YOU would've thought that after comprehensively outplaying and beating the current Heineken Cup champions, second string or not, the mood around Edgeley Park on Friday would've been buoyant and upbeat.

However, from what I saw and heard you would be thinking incorrectly. The mood was if anything relatively sombre and introspective.

Many supporters bemoaned our lack of a cutting edge and our inability to put a clearly inferior team to the sword.

Others were simply critical of our style of play, describing it as rugby to stop the pulse' rather than set it racing'.

While I share some of these concerns, especially our inability to turn the screw when the pressure is on, I'm afraid I simply refuse to go along with the twilight-zone thinking that is tending to dominate the atmosphere around our current home at Edgeley Park. I'm more concerned with other matters, but that can wait.

Perhaps we aren't equipped to throw the ball around like they do in Super 14 - maybe we don't have the players who are comfortable or skilful enough to play that way.

Who am I to judge? I haven't represented my country at the highest level so am not qualified to pass comment.

All I will say is that while Super 14 may be frenetically paced and fantastic to watch at times, that style of play doesn't necessarily win a game. Ask the Southern Hemisphere players who were unceremoniously dumped out of the World Cup at the weekend and sent home to re-discover the art of humility.

Sometimes pragmatism and a slightly more conservative approach to a game is the more effective way to go.

Like many of our more critical supporters I, too, remember the halcyon and, dare I say, rose-tinted days of Heywood Road.

Without a doubt we could be fantastic on our day and a joy to watch but I seem to remember we lost as many as we won, if not more.

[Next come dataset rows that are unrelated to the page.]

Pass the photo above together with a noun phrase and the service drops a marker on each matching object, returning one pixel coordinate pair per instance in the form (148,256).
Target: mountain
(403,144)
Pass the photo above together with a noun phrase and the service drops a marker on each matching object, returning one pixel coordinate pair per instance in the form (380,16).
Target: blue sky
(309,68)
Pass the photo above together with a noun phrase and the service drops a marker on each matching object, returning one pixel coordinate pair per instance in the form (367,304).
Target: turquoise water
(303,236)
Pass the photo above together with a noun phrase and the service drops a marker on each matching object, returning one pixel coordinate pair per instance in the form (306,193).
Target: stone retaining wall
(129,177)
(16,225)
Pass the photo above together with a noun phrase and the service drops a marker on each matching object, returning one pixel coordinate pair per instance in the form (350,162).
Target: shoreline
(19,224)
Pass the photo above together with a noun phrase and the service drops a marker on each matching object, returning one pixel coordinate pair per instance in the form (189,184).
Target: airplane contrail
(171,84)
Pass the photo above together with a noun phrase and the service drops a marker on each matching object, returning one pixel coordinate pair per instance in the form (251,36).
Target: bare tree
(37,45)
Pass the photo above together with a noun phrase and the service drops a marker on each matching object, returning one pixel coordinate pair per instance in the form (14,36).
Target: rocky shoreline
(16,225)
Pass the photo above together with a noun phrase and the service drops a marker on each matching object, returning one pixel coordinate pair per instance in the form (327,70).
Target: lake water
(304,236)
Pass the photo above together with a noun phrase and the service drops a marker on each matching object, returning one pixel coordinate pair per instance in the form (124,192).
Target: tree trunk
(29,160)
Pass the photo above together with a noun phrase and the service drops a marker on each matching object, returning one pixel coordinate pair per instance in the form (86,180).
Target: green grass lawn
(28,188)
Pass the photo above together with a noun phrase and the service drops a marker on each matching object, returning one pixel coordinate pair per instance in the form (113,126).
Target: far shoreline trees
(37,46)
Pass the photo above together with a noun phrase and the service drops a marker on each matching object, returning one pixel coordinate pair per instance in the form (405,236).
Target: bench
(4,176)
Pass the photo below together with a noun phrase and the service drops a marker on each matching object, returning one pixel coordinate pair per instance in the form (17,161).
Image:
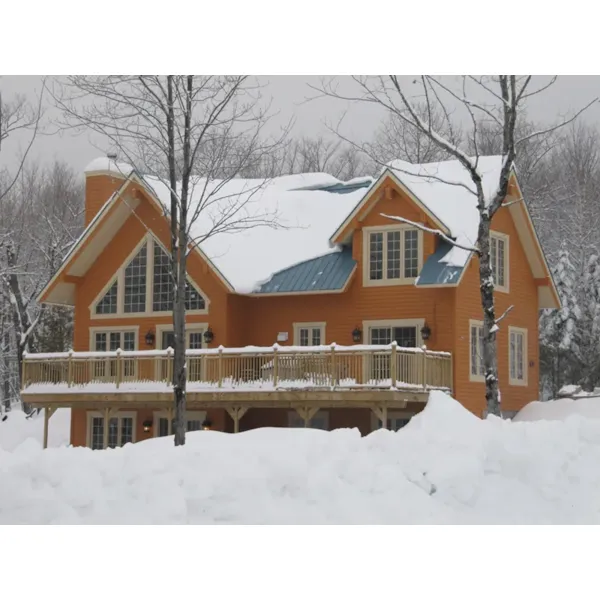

Philippe Saint-Andre and Kingsley Jones have changed our style of play without a doubt, adding physicality and brute force to our side. As a consequence we generally tend to win more than we lose now, with the exception of last year when fate dealt us a rather cruel hand.

I might not be altogether happy with the way we always play the game and the style with which we do it but I do prefer to be on a wining side.

I'm still as perplexed as (Wasps director of rugby) Ian MacGeechan about how we didn't manage to inflict greater humiliation on a Wasps side that was as poor as I've seen play at Edgeley Park.

We managed to nil them for the first time in 32 years of competitive rugby but we should've secured a winning bonus point too. Why this didn't happen is beyond me.

We dominated territorially from the outset and out-thought and outplayed them throughout the course of the whole game.

Our pack was dominant, our set-piece as good as it's been all season, our penalty count was thankfully minimal and our open, running back play as slick and fluid as I've seen for some time, but we just couldn't break them down.

Mind you, perhaps I shouldn't be over-critical. Any team whose defence is marshalled by Shaun Edwards, love him or hate him, is never going to be a pushover.

The rush defence that Wasps employ has served them well over the years and is generally effective against most teams.

Let's not forget, this same team, bar for one or two minor changes, pushed a second string Leicester Tigers close last week. Maybe Wasps weren't as poor as I've suggested but were made to look that way by our team.

James Haskell, the very highly-rated back row forward, was anonymous. Magnus Lund and Chris Jones made sure of that.

Danny Cipriani, who was fortunate to stay on the pitch for the full 80 minutes, is one of England's brightest prospects, but he'll probably see Ben Foden in his nightmares and dread any future high balls that come his way.

Whether England comes a-calling for him or not is in the hands of others but, it's always worth remembering, reputation means nothing in rugby. You're only as good as your last game - a lesson our Antipodean friends and perhaps some of our World Cup stars might also care to remember.

Before the season started our coaches issued a challenge to the remaining members of the squad: if you want to cement a place in the team, go out and prove your worth and fight for the shirt.

Well, Lund, Foden, Sean Cox, Neil Briggs, David Tait and Lee Thomas have done just that. They've improved with every game and against Wasps they put in their most effective performance to date, with Thomas, Foden and Cox shining brightly.

What more can they do to keep their place when our absent stars return?

That's the $64,000 question. Personally I can't see how Thomas can ever expect to retain his place when Luke McAlister joins us in November.

Too much money has been staked on his reputation as one of rugby's superstars. How can you not play him in the circumstances?

This is what concerns and troubles me. It must be incredibly demoralising to know that even if you play out of your skin, there's every chance that you'll still slip back to being either just a fringe player once again or a bench-warmer.

Who would you choose, given the choice and opportunity between Cox and Jones, Foden or Rory Lamont, or Thomas and McAlister?

I know I'd struggle in my mind, though I suspect my heart would probably rule my head. Then again, that's why I'm not a Premiership coach. Fortunately I don't have to make those decisions.

Perhaps it's worth bearing in mind though that sometimes words said off the cuff, without the necessary thought about consequences, can occasionally come back to bite at the most unexpected times.

Remember the promises about Edgeley Park that were made at Heywood Road? That's nearly four years ago now and the consequences still rumble on.

Maybe words are sometimes best left unsaid?